In spite of its rather staid image, during the years following the Second World War, Plymouth’s vaunted reliability often served it well in National Association for Stock Car Auto Racing (NASCAR) and American Automobile Association competition. While hotdogs like Lincolns and Oldsmobiles frequently burned themselves out racing against one another, Plymouth would stroke quietly along to a victory. By the 1950s, however, Hudsons, Oldsmobile 88s and Chrysler Hemis were usually the ones to win, leaving poor Plymouth in the shade.
Things changed dramatically for Plymouth, and the whole Chrysler Corporation in 1955. This marked the introduction of their new “Forward Look,” a break from the rather conservative styling initiated in 1949. Along with the daring new shape, Plymouth’s image changed too with the arrival of its new overhead valve V8 developing 167 horsepower out of 4.3 litres (260 cu in.). It was a big step up from the venerable side-valve six, although that engine would continue to be available until 1959.

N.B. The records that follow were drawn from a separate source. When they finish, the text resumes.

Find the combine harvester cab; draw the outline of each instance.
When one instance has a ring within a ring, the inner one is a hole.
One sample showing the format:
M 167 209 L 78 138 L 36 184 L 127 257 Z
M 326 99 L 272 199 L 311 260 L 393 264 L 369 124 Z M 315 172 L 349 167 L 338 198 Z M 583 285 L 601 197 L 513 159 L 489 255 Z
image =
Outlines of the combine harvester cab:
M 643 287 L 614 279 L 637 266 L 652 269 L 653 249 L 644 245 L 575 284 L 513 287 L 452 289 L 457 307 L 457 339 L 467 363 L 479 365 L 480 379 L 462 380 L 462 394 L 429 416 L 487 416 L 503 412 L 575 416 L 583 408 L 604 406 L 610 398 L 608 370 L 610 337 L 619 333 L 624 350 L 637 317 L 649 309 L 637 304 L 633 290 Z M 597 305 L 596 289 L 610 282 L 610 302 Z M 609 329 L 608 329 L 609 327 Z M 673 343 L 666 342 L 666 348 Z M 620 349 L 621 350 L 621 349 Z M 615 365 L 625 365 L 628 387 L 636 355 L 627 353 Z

In 1956 Plymouth polished its image even more with the introduction of the Fury, which brought it into the heady high performance league. Inspired by the mighty 1955 Chrysler C300, the rest of the Chrysler divisions also wanted models that were speedy and sporty. The result was not only the Plymouth Fury but the Dodge D-500 option and the DeSoto Adventurer.
The Fury came only as an attractive, white, two-door hardtop with an anodized aluminum gold tinted side spear. Inside were Chrysler’s newly introduced corporate push-button transmission controls. It also received the slightly raised tailfins that all Chrysler products got that year.
As a specialty car there were only 4,485 1956 Furys produced, but this was still more than the Chrysler 300B, DeSoto Adventurer and Dodge D-500 option combined.